Natural Resources Defense Council v. EPA
Citation: 17 ELR 21100
No. Nos. 85-1840 et al., 824 F.2d 1211/26 ERC 1305/(D.C. Cir., 07/31/1987)
The court holds that the Environmental Protection Agency's (EPA's) November 1985 rule establishing recommended maximum contaminant levels for eight volatile organic compounds is within its authority under the Safe Drinking Water Act (SDWA). The court first holds that EPA's decision to establish recommended levels of zero for five known or probable carcinogens was reasonable. EPA did not misconceive its obligations under the SDWA by considering itself bound to set zero levels for known or probable carcinogens. EPA made a considered judgment that such contaminants have no safe threshold. The court rules that EPA is not required to make a threshold finding of significant risk before it can regulate a contaminant. Industry petitioners' reliance on the Supreme Court's decision in Industrial Union Department, AFL-CIO v. American Petroleum Institute (the Benzene case), 10 ELR 20489, is misplaced. The statutory language of the Occupational Safety and Health Act interpreted by the Supreme Court in Benzene differs significantly from the SDWA's statutory scheme. Further, Benzene applies only if Congress has not specifically set the agency's regulatory agenda. In this case, the 1986 SDWA amendments specifically direct EPA to regulate the VOCs at issue.
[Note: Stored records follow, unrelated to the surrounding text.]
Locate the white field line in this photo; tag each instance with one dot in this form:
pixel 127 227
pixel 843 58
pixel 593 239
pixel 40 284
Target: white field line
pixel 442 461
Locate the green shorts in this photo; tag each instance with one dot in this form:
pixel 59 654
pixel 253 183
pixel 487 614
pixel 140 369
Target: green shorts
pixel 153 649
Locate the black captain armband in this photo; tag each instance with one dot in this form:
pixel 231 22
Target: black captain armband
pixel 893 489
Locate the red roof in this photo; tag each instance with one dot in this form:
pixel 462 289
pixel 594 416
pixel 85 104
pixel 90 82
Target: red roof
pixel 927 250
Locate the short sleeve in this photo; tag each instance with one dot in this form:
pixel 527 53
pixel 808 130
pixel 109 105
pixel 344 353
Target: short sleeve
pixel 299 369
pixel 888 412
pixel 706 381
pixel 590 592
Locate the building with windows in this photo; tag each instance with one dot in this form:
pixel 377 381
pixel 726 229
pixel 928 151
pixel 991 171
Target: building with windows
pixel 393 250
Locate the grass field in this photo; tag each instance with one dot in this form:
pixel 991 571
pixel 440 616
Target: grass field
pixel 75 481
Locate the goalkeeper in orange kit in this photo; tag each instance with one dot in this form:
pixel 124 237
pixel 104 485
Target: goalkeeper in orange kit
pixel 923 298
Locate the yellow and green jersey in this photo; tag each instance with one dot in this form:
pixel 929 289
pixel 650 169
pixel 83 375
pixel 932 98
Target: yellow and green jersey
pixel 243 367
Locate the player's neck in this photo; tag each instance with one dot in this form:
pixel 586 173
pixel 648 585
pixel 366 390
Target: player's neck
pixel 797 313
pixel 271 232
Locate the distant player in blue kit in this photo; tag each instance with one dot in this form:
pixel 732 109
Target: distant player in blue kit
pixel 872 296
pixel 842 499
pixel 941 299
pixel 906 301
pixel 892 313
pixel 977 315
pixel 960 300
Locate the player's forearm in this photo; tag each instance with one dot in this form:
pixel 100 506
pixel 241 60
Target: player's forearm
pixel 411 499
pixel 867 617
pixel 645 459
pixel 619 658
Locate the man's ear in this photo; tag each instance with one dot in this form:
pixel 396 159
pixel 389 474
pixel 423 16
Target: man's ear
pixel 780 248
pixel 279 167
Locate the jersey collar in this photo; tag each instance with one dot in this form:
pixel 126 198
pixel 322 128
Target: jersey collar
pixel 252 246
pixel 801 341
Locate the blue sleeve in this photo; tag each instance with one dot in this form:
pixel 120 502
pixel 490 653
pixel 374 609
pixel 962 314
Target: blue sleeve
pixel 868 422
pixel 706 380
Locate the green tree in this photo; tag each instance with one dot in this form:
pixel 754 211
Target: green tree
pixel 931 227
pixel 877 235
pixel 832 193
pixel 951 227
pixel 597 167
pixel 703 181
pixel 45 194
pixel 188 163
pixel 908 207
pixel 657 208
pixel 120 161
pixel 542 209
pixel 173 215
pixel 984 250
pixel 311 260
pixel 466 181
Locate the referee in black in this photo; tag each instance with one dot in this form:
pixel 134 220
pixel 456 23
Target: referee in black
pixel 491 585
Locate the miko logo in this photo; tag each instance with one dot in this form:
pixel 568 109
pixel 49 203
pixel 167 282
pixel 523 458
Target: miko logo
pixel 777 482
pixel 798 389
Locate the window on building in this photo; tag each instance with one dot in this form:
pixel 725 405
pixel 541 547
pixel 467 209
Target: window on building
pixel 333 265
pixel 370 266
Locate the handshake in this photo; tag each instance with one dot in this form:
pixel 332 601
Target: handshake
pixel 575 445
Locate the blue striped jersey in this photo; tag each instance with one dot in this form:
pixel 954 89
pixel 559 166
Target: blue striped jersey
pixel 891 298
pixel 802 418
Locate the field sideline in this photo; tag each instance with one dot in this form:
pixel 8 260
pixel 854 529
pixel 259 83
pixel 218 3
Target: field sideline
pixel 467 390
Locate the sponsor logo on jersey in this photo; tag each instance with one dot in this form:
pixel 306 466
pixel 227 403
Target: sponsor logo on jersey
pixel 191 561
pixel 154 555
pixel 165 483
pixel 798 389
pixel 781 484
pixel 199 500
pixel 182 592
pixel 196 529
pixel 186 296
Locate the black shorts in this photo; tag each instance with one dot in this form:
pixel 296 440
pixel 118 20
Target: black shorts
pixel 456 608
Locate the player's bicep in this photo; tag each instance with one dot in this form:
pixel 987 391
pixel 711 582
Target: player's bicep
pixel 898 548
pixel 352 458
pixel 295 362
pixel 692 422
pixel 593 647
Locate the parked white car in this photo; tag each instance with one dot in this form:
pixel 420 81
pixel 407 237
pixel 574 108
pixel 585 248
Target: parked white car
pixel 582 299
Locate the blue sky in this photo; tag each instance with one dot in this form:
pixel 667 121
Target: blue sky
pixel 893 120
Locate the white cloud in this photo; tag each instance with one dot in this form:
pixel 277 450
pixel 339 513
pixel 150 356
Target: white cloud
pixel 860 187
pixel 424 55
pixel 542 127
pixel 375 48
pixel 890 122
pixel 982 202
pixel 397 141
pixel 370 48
The court next holds that EPA's decision to categorize trichloroethylene (TCE) as a probable carcinogen, resulting in the promulgation of a zero recommended level, was rational. EPA made a reasonable choice to categorize TCE as a probable carcinogen based on a rational evaluation of conflicting scientific studies.
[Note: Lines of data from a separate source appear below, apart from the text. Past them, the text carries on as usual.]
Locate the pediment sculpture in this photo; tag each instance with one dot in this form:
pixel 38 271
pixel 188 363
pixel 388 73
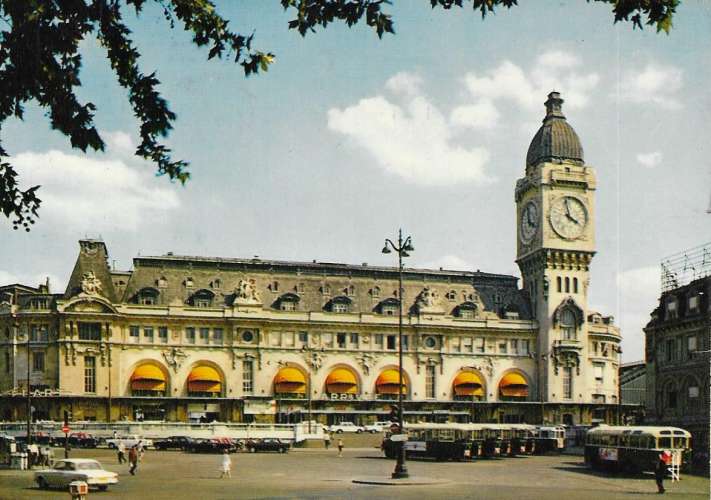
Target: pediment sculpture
pixel 246 293
pixel 90 284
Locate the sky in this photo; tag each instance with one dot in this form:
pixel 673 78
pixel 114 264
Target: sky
pixel 347 138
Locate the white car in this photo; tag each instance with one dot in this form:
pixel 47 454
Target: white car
pixel 346 427
pixel 129 442
pixel 65 471
pixel 377 427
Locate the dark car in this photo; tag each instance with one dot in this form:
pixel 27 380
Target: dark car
pixel 82 440
pixel 212 445
pixel 255 445
pixel 172 443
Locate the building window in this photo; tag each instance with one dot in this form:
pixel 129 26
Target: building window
pixel 247 376
pixel 379 340
pixel 341 340
pixel 38 361
pixel 89 374
pixel 89 331
pixel 567 382
pixel 430 382
pixel 391 342
pixel 567 325
pixel 599 370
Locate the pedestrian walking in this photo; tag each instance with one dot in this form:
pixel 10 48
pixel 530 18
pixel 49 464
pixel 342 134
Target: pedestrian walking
pixel 661 470
pixel 133 460
pixel 226 465
pixel 121 450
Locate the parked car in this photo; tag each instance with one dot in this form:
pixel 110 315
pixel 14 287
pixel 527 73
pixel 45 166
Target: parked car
pixel 377 427
pixel 346 427
pixel 82 440
pixel 212 445
pixel 129 442
pixel 255 445
pixel 65 471
pixel 172 443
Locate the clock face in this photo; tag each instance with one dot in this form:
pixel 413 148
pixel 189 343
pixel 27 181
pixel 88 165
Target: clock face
pixel 529 222
pixel 568 217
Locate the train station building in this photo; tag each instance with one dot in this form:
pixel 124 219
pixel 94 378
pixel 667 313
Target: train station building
pixel 194 338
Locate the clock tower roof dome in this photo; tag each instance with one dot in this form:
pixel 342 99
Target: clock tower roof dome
pixel 556 139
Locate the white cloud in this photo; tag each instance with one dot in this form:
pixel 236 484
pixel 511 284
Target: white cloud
pixel 552 70
pixel 412 140
pixel 91 192
pixel 654 84
pixel 650 160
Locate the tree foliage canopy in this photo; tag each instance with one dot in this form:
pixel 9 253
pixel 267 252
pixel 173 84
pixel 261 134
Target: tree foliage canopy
pixel 40 61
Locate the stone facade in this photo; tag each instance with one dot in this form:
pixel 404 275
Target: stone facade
pixel 189 338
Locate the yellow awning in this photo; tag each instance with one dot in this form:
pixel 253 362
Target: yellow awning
pixel 290 381
pixel 204 379
pixel 148 372
pixel 342 381
pixel 513 385
pixel 468 384
pixel 389 381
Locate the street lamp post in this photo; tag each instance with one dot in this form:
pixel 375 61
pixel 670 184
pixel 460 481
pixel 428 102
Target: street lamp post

The court holds that EPA's decision to set a recommended level above zero for vinylidene chloride after the agency had determined that it was a possible carcinogen was reasonable. While a threshold requirement that a compound be found to be carcinogenic by a preponderance of the evidence before EPA will set a zero recommended level would probably be an abuse of EPA's discretion under the SDWA, there is no indication that EPA has adopted such a policy. Further, EPA had adequate support for its conclusion that evidence of vinylidene chloride's carcinogenicity was sparse and equivocal. EPA's decision not to set a zero recommended level based on this conclusion also did not violate the SDWA, which grants EPA discretion to determine whether there is sufficient evidence to justify establishing a recommended level. EPA's decision to decline to establish a recommended level based on vinylidene chloride's carcinogenicity but to take account of this risk in setting a recommended level based on the compound's other toxic effects was not arbitrary and capricious. The SDWA authorizes EPA to consider risks other than those that prompted its preliminary decision to regulate the compound when it establishes the recommended level. EPA did not depart from a prior policy in setting a nonzero recommended level for vinylidene chloride, since it never had a prior policy under which it would have set a zero level.
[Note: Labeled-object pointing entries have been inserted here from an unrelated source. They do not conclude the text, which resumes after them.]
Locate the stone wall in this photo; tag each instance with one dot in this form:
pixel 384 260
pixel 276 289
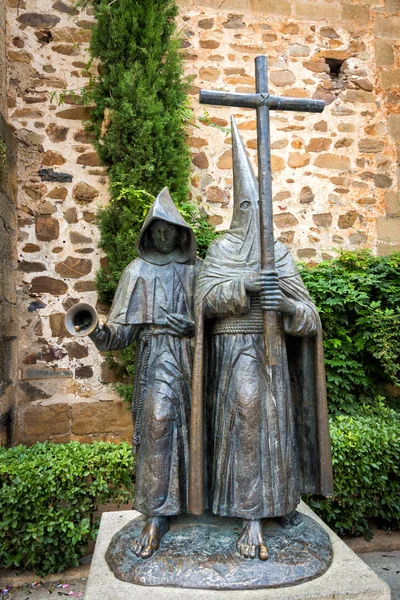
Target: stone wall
pixel 63 391
pixel 334 174
pixel 8 266
pixel 8 234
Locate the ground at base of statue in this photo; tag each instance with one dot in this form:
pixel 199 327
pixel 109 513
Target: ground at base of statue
pixel 348 577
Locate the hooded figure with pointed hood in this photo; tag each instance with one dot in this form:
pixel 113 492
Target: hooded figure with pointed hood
pixel 154 306
pixel 266 438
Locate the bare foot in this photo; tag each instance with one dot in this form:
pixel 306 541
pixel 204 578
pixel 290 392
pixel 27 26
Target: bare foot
pixel 251 542
pixel 149 540
pixel 292 519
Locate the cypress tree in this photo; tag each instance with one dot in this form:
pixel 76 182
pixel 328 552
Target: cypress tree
pixel 140 103
pixel 138 124
pixel 142 92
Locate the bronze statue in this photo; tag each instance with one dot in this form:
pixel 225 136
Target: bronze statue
pixel 255 427
pixel 154 306
pixel 267 429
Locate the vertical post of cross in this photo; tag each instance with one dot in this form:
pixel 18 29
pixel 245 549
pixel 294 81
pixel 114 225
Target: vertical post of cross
pixel 265 202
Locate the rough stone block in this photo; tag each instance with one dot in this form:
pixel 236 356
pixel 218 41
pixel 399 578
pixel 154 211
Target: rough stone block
pixel 388 229
pixel 102 417
pixel 390 78
pixel 332 161
pixel 9 325
pixel 44 372
pixel 7 284
pixel 392 204
pixel 40 420
pixel 394 126
pixel 384 54
pixel 387 27
pixel 281 8
pixel 348 578
pixel 354 12
pixel 317 11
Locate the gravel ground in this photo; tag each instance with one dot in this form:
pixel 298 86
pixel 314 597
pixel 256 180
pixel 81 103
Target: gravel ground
pixel 48 591
pixel 385 564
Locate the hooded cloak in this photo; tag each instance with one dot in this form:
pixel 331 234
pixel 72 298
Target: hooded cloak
pixel 151 287
pixel 259 435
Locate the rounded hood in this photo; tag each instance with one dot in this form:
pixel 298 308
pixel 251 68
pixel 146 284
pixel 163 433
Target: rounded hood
pixel 164 209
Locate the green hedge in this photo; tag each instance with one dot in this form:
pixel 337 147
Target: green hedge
pixel 49 493
pixel 358 299
pixel 48 498
pixel 366 468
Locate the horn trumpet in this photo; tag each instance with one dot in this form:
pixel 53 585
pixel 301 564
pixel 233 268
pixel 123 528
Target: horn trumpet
pixel 81 319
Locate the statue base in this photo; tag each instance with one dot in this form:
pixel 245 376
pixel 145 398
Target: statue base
pixel 348 577
pixel 200 553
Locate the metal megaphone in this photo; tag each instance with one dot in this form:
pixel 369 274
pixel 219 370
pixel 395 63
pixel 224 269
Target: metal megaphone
pixel 81 319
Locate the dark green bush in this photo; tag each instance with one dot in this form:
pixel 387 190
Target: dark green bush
pixel 358 298
pixel 366 466
pixel 48 497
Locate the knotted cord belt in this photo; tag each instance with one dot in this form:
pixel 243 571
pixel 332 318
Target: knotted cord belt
pixel 252 322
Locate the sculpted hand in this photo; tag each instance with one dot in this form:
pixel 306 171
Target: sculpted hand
pixel 180 324
pixel 272 298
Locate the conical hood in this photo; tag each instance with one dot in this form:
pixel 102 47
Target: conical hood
pixel 245 184
pixel 164 208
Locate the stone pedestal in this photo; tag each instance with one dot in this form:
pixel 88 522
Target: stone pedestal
pixel 348 577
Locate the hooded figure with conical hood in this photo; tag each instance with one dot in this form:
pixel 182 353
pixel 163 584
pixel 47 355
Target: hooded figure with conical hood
pixel 154 306
pixel 266 428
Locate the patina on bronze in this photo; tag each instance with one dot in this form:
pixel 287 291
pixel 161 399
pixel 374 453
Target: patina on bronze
pixel 258 433
pixel 262 102
pixel 154 307
pixel 264 367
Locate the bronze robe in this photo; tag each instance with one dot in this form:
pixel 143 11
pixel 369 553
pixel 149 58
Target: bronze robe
pixel 152 286
pixel 264 446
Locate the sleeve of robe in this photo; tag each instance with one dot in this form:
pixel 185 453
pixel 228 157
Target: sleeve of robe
pixel 304 322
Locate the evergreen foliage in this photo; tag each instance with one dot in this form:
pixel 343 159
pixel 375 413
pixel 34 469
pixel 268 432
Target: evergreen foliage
pixel 138 124
pixel 366 472
pixel 140 95
pixel 49 495
pixel 140 107
pixel 358 299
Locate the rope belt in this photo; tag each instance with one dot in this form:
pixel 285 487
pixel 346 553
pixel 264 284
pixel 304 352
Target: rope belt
pixel 252 322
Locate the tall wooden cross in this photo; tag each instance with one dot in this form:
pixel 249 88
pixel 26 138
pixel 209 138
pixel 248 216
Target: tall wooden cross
pixel 263 103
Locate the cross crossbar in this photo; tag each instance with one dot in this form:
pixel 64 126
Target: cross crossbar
pixel 263 103
pixel 257 100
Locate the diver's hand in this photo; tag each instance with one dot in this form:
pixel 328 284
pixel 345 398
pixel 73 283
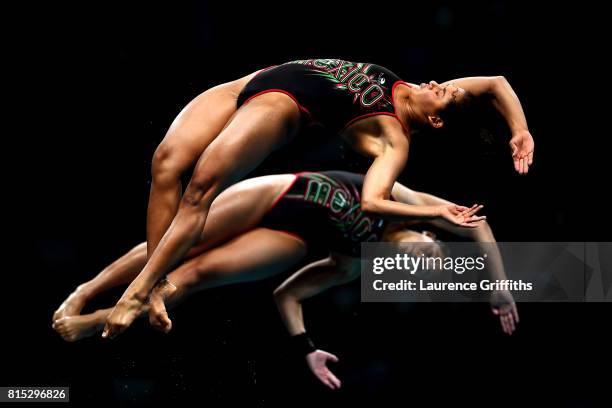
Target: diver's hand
pixel 522 146
pixel 121 317
pixel 502 305
pixel 461 216
pixel 317 361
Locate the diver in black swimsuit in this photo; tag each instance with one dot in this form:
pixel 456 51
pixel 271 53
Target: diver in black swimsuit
pixel 368 105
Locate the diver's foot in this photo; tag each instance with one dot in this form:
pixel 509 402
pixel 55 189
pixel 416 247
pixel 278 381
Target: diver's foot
pixel 72 306
pixel 73 328
pixel 158 316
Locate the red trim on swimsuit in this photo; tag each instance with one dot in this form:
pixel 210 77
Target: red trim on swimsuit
pixel 293 234
pixel 282 194
pixel 394 114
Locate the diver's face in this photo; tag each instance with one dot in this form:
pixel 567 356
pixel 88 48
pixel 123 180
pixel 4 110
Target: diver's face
pixel 433 98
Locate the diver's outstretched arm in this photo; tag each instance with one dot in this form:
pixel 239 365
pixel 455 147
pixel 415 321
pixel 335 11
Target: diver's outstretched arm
pixel 506 102
pixel 502 302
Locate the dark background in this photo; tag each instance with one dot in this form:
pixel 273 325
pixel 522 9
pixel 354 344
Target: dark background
pixel 100 84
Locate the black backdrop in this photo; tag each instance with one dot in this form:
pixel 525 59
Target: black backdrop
pixel 103 83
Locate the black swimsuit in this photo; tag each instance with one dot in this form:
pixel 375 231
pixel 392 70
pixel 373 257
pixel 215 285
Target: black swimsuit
pixel 324 210
pixel 332 92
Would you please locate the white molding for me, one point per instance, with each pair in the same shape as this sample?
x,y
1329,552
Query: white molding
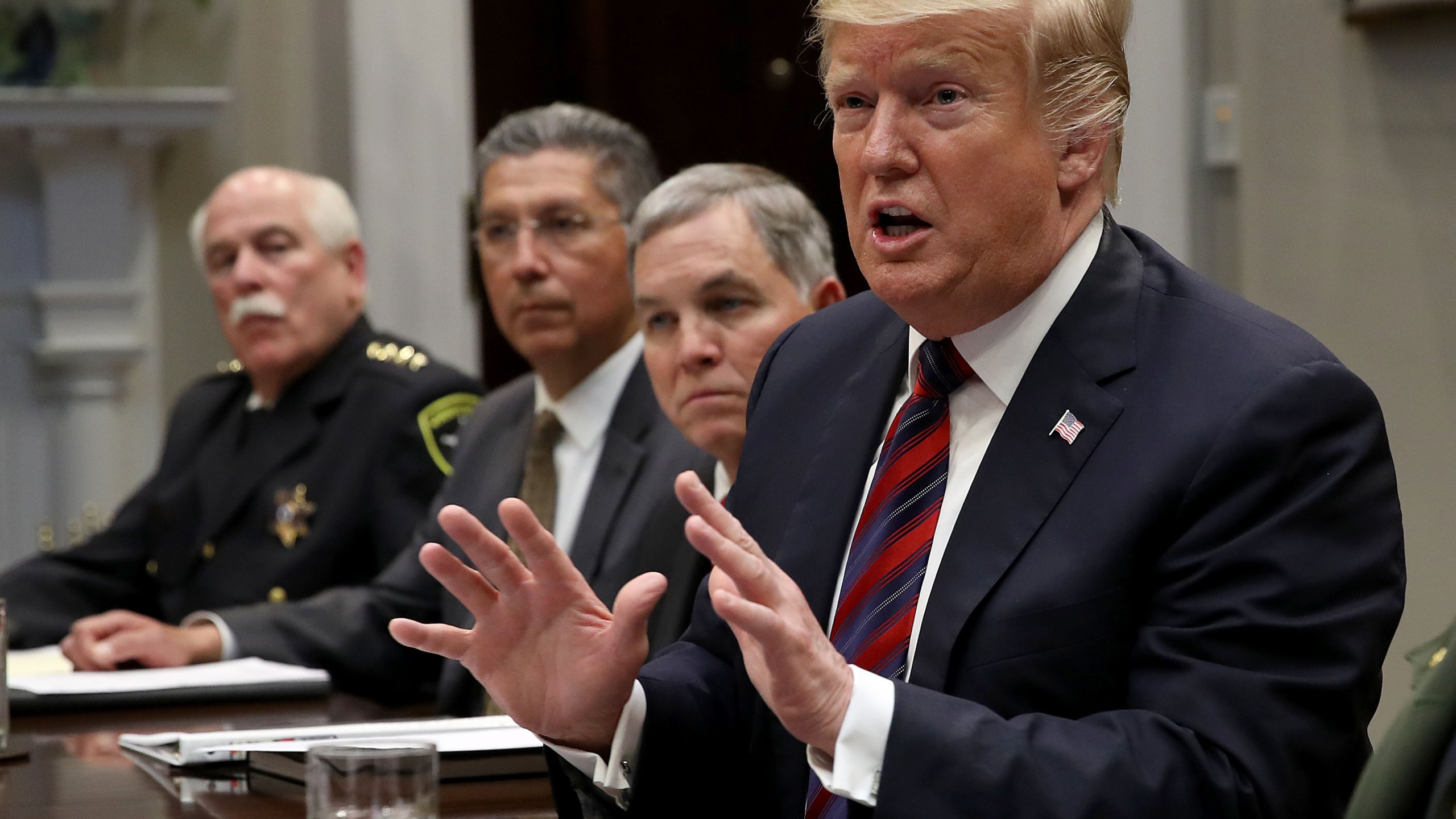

A concurring judge would not have considered whether the SDWA requires a threshold finding of significant risk under Benzene in view of the clear mandate in the 1986 SDWA amendments.
Counsel for Petitioners
Neil J. King
Wilmer, Cutler & Pickering
2445 M St. NW, Washington DC 20037-1420
Counsel for Respondent
John A. Amodeo
Office of General Counsel
United States Environmental Protection Agency
401 M St. SW, Washington DC 20460
Before: MIKVA, STARR and WILLIAMS, Circuit Judges.